End The Pain Project, a non-profit organization, has created a special outreach project offering Free Mirror Therapy to Boston Marathon Amputees who are experiencing Phantom Limb Pain. The sooner this therapy is experienced, the sooner the relief and healing begins. Out of respect, ETPP will not solicit these maimed.
 

So we urge you to share this information on Facebook and Twitter in the hopes that it will reach a Boston Marathon Amputee in need. To donate to this effective ETPP Outreach Project, click on http://endthepainproject.org/
.For further information contact info@endthepainproject.org. Thank you for your support.

Wednesday, October 27, 2010

Hand Prosthesis Eases Phantom Pain

"Phantom pain is very difficult to treat," says Professor Dr Thomas Weiss from the Friedrich Schiller University, Jena, Germany. 
"In many cases the symptoms persist, in spite of high dosages of painkillers. This puts patients at a high risk of medication addiction" the professor at the Department for Biological and Clinical Psychology says. 

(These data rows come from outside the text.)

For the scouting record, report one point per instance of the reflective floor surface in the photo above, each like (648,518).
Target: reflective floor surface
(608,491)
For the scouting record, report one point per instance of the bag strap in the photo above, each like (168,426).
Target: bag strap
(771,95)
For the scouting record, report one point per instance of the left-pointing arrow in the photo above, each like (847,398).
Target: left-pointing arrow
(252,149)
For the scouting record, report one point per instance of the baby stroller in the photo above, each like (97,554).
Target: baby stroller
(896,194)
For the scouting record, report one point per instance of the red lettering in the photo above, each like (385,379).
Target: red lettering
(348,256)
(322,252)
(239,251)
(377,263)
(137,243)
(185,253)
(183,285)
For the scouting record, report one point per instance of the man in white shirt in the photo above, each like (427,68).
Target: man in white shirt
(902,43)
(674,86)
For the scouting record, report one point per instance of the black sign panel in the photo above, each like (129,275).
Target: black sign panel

But now scientists of the University of Jena give cause for hope to the affected patients. Together with the trauma surgeons of the Jena University Hospital, business partners and support by the German Social Accident Insurance (Deutsche Gesetzliche Unfallversicherung, DGVU),  Professor Weiss´s team modified conventional hand prostheses in order to reduce phantom pain after an underarm amputation.

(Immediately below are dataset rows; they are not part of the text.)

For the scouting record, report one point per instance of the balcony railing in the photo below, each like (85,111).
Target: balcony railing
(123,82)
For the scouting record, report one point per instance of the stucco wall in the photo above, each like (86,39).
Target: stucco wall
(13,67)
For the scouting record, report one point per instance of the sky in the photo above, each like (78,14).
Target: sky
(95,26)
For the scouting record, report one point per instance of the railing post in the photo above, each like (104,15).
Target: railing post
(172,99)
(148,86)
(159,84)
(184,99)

A stimulation unit connected to the remaining part of the upper arm by a cuff plays a crucial part in the newly developed medical device.
"There are pressure sensors between thumb and index finger as well as on the thumb of the hand prosthesis," Professor/ Dr Gunther Hofmann, Director of the Jena Department for Trauma, Hand and Reconstructive Surgery explains.
Originally they were only meant to regulate the strength of grip of the artificial hand -- depending on what the patient wanted to pick up -- a raw egg or a hammer.
"Our system is now able to transmit this sensory information from the hand to the upper arm," says trauma surgeon Hofmann. 
"The brain picks up the feedback from the prosthesis as if it was one´s own hand," Professor Weiss adds, explaining the cause for phantom pain: The brain structures that were originally responsible for the stimulus processing of the arm are suddenly "out of work" after the loss of the limb. This induces a functional re-organization of these brain regions.
"These areas take over the processing of sensory stimuli from other body parts, especially the arm stump and the face," says the Jena psychologist.  As a result, intensified and sometimes painful sensations occur -- the phantom pain.
By means of the feedback between the artificial hand and the brain, provided by the Jena system, the re-organization of the brain is supposed to be prevented or to be reversed. "The first patients who have tested the system were very positive about it," Professor Hofmann was delighted to report. It is important now to test the feedback system on as many patients as possible, he added.
"We would like to know if the transmission of sensory information from the hand is helpful to only a few people or if it is a therapeutic for all wearers of artificial limbs," says Professor Weiss.